(Air Date: Week Of 12/27/95)
Critics of writer-director Preston Sturges are quick to point out that his hey-day in Hollywood (Beginning with his 1940 Oscar win for writing "The Great McGinty") was virtually over by 1944 when he was nominated for writing "Hail The Conquering Hero" and "The Miracle of Morgan's Creek". "The Great McGinty" was about the spectacular rise and fall of a na´ve drifter. Sturges, who had spent ten years toiling as a Paramount screenwriter, offered the studio his excellent script for a nominal fee, but only if he could direct himself. A new director was born.
"Christmas In July", Sturges' next film about a clerk who goes wild spending $25,000 he doesn't have under the impression that he won it in a contest, was equally well-received. "The Lady Eve", starring Barbara Stanwyck as a card sharp and Henry Fonda as a shy zillionaire, was one of the funniest comedies of 1941. Less well received that year was Sturges' finest film: "Sullivan's Travels". It detailed the search for a meaningful (i.e.: pretentious) subject matter by a successful director. Joel McCrea and Veronica Lake were memorable as the well-meaning director and the small-time actress who falls in love with him. The point of the film, that making people laugh is the most meaningful thing you can do in hard times, was lost on Depression-wracked audiences preparing for global conflict.

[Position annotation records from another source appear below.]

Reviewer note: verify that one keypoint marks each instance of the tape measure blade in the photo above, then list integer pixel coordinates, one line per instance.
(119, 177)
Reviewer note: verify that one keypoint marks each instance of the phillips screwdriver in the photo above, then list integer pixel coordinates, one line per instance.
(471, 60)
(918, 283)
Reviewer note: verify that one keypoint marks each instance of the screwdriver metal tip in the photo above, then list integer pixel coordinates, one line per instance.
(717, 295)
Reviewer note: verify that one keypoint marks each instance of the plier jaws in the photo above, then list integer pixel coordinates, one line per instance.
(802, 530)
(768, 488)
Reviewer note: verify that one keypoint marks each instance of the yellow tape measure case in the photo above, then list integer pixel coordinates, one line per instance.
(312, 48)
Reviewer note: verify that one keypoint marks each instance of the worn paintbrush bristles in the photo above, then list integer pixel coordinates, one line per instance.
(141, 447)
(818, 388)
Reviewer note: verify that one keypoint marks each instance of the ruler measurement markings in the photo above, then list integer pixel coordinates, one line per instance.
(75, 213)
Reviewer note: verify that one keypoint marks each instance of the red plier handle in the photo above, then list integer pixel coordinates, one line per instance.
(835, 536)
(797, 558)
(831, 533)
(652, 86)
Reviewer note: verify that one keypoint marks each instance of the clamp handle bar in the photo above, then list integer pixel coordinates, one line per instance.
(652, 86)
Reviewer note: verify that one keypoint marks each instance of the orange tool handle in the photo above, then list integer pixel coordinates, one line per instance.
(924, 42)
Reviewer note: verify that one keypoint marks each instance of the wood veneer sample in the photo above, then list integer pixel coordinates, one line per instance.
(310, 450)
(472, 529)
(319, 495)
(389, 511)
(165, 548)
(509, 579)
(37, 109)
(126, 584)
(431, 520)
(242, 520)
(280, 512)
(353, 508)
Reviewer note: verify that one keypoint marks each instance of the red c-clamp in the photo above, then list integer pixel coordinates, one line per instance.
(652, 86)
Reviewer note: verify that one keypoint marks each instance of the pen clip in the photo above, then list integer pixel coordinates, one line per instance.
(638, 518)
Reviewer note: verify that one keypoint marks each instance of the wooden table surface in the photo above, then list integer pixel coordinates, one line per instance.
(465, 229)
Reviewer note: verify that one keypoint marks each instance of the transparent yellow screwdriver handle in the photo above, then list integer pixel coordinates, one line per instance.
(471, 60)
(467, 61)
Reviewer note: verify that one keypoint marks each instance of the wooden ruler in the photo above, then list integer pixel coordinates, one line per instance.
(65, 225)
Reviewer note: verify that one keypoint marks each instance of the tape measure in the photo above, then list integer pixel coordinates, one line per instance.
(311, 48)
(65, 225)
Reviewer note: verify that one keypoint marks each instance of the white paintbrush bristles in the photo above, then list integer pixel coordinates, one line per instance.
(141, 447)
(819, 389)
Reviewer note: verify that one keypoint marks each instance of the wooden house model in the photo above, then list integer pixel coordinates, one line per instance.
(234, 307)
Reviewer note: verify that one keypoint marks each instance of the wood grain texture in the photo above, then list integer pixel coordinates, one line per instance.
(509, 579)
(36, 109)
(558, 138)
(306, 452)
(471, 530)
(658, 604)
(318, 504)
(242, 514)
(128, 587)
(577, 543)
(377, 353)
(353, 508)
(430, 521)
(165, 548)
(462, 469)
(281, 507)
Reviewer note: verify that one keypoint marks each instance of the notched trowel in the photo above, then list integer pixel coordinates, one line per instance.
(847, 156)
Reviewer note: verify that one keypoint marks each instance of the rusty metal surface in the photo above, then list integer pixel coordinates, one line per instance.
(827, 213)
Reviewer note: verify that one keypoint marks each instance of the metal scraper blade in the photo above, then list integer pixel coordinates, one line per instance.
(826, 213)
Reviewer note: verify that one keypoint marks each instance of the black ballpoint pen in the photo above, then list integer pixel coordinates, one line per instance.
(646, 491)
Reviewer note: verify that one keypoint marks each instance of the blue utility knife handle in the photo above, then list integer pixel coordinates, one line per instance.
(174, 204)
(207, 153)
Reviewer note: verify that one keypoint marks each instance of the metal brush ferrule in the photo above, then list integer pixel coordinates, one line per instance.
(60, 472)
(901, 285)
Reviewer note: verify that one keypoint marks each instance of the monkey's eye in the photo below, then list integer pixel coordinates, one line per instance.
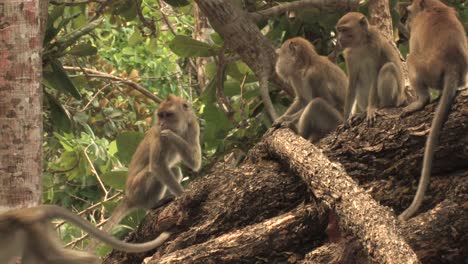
(165, 114)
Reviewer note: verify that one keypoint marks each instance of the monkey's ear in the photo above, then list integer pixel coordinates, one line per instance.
(363, 22)
(292, 46)
(422, 4)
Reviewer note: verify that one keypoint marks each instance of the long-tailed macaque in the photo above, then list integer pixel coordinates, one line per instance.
(437, 59)
(374, 67)
(319, 87)
(173, 139)
(27, 233)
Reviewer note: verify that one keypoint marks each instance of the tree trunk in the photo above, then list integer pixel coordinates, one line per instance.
(380, 17)
(261, 199)
(21, 103)
(202, 33)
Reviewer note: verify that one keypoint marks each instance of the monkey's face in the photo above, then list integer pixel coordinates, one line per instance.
(352, 29)
(174, 114)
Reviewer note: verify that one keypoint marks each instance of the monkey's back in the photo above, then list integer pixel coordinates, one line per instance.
(448, 49)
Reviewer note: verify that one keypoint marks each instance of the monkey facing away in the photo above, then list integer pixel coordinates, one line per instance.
(27, 233)
(375, 76)
(319, 87)
(174, 138)
(439, 63)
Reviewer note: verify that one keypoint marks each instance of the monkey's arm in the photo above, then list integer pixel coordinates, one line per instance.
(191, 153)
(350, 97)
(293, 113)
(372, 103)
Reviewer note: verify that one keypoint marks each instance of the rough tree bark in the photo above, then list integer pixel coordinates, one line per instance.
(232, 207)
(21, 103)
(379, 13)
(202, 33)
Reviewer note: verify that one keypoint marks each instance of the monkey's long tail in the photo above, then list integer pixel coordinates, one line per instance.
(53, 211)
(441, 115)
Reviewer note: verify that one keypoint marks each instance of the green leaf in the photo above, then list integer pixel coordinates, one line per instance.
(187, 47)
(127, 144)
(115, 179)
(177, 3)
(83, 49)
(60, 116)
(58, 79)
(135, 38)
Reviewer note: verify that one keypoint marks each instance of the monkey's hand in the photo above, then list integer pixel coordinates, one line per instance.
(284, 121)
(371, 116)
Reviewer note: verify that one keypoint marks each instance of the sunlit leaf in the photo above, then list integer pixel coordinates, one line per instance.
(60, 116)
(115, 179)
(187, 47)
(83, 49)
(127, 143)
(58, 79)
(177, 3)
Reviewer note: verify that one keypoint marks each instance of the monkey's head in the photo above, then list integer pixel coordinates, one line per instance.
(352, 29)
(295, 53)
(174, 114)
(418, 6)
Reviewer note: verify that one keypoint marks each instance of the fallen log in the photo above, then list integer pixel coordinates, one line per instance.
(231, 199)
(359, 214)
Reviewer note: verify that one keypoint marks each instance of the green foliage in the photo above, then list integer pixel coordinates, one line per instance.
(93, 125)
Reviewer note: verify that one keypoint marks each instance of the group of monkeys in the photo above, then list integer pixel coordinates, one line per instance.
(324, 99)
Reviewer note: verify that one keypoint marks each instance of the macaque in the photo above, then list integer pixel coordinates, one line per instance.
(174, 138)
(374, 67)
(319, 87)
(27, 233)
(437, 59)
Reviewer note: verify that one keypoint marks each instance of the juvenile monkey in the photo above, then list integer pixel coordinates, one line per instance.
(319, 87)
(173, 139)
(434, 62)
(375, 76)
(27, 233)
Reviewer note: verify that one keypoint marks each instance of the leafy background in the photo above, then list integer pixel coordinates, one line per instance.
(94, 119)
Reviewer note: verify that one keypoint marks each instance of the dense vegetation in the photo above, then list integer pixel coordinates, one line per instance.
(96, 57)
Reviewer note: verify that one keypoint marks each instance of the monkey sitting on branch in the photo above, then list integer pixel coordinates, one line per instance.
(174, 138)
(374, 67)
(434, 62)
(27, 233)
(319, 87)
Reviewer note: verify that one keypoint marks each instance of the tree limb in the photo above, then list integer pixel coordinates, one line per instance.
(298, 5)
(375, 226)
(134, 85)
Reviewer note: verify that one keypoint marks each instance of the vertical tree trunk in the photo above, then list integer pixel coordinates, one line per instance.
(201, 33)
(20, 103)
(379, 12)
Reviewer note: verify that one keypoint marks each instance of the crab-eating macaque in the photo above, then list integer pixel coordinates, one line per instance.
(437, 59)
(374, 67)
(174, 138)
(319, 87)
(28, 233)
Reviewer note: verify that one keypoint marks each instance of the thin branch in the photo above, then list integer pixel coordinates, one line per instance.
(75, 3)
(222, 100)
(134, 85)
(146, 23)
(165, 19)
(297, 5)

"Sullivan's Travels" is still a treat to watch today as is 1942's "Palm Beach Story", a sophisticated variation on the traditional romantic comedy. "Hail The Conquering Hero" and "The Miracle Of Morgan's Creek" were released in 1944. "Morgan's Creek" was so hilarious and so rapidly paced that the Hays office couldn't stop laughing long enough to realise that the plot (focusing on a girl who can't remember who made her pregnant at a party) would ordinarily have been heavily censored. By the time the Oscar nominations for both of these blockbuster films were announced in 1945, Sturges was off the Paramount lot, as a result of the one flop of his career to date; "The Great Moment" which had been shelved for two years before the studio decided to release it anyway.
Sturges went on to direct silent comic Harold Lloyd's swan song "Mad Wednesday" in 1947, but it sat on one of Howard Hughes' shelves at R.K.O. until 1950. Over at 20th Century Fox, Sturges directed Rex Harrison and Linda Darnell in 1948's "Unfaithfully Yours", but as with "Sullivan's Travels", audiences of the forties failed to appreciate the director's razor sharp sense of humour. He directed Betty Grable in 1949's "The Beautiful Blond Of Bashful Bend", then was fired by Howard Hughes and replaced by Mel Farrar in the middle of filming a Faith Domergue turkey "Vendetta. Sturges was out of the picture business and out of the country. He spent the last decade of his life in Europe, making one more film in France and playing a cameo in Bob Hope's "Paris Holiday" the year before he died. But Hollywood's legendary poor treatment of its greatest treasures says more about the town than it does about geniuses like Preston Sturges. At least ten of his very best efforts are available on home video and all are highly recommended as a sure-fire cure for the early winter blues.